Wie arbeitet Shams politisch für die Rechte von LGBTs? Wir dokumentieren Fälle von Verfolgung und Übergriffen, verbaler und physischer Art, das ist sehr wichtig, um das Ausmaß der Ausgrenzung aufzuzeigen. Uns erreichen fast täglich 10 bis 20 Nachrichten von Menschen, die Probleme bekamen wegen „Angriffs auf die Sittlichkeit“. Wir sind in den sozialen Netzwerken aktiv, via Mail oder Facebook kontaktieren uns Betroffene, die beleidigt, angegriffen oder verhaftet wurden. Dazu führen wir auch Kampagnen durch wie „Free Marwan“ („Marwan“ ist das Pseudonym eines schwulen Studenten, der verhaftet und misshandelt wurde, weil die Polizei auf dem Handy eines schwulen Mannes eine Nachricht von ihm fand; Anm. d. Red.) um Öffentlichkeit zu erzeugen.
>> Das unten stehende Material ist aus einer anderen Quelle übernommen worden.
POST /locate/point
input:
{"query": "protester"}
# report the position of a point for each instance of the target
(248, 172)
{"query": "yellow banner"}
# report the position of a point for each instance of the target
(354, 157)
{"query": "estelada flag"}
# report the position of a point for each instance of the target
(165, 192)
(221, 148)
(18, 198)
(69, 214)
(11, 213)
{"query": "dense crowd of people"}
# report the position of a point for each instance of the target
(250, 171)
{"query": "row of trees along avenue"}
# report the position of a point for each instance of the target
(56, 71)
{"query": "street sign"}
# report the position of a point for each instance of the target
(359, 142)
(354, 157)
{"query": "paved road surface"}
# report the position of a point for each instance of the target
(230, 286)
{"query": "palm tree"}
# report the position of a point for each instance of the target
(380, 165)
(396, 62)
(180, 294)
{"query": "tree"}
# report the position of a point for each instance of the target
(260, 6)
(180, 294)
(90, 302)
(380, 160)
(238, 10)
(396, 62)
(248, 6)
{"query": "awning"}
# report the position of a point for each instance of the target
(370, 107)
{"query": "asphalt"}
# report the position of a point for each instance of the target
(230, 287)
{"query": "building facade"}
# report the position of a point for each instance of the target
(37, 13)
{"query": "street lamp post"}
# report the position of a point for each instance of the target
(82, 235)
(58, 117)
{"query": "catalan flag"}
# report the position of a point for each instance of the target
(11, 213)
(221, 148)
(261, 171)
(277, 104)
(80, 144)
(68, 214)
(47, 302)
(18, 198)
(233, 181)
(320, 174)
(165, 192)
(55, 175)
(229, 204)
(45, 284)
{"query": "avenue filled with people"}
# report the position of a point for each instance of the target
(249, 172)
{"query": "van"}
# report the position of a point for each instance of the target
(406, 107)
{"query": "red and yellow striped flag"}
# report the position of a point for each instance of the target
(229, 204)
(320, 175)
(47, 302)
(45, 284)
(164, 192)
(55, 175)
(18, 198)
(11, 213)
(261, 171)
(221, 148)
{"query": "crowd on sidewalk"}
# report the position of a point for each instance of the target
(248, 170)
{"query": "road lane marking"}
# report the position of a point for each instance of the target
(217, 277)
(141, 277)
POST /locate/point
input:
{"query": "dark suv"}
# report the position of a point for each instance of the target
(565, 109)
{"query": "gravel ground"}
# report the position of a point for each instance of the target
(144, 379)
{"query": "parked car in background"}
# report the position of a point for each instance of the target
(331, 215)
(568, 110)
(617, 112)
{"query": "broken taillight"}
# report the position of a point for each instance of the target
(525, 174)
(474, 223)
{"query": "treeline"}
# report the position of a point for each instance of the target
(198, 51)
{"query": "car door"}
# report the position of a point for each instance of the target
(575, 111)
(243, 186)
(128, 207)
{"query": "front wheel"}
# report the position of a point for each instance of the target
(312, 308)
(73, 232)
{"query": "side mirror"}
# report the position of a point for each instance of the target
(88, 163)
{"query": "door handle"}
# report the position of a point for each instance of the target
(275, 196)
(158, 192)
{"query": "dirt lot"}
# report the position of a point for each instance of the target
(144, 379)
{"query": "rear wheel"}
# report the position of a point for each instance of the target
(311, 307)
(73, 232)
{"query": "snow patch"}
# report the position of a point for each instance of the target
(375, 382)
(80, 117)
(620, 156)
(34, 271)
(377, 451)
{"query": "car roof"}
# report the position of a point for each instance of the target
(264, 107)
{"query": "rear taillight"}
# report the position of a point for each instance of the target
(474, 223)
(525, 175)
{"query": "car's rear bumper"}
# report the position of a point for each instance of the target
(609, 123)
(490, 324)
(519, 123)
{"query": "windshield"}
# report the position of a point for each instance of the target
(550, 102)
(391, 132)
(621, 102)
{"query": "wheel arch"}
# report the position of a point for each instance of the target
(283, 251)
Wir produzieren und stellen Aufklärungsvideos online, berichten Journalisten und Menschenrechtsorganisationen von unserer Arbeit, um zum Thema Ausgrenzung von LGBTs zu sensibilisieren und aufzuklären und stoßen so Diskussionen an. Und wir arbeiten daran, unser soziales Netz auszubauen. Leider haben wir nicht die Kapazitäten, würden zukünftig aber gern mehr LGBT-Menschen helfen, indem wir ihnen Räume vermitteln, wenn sie zu Hause rausfliegen oder ihre Arbeit verlieren.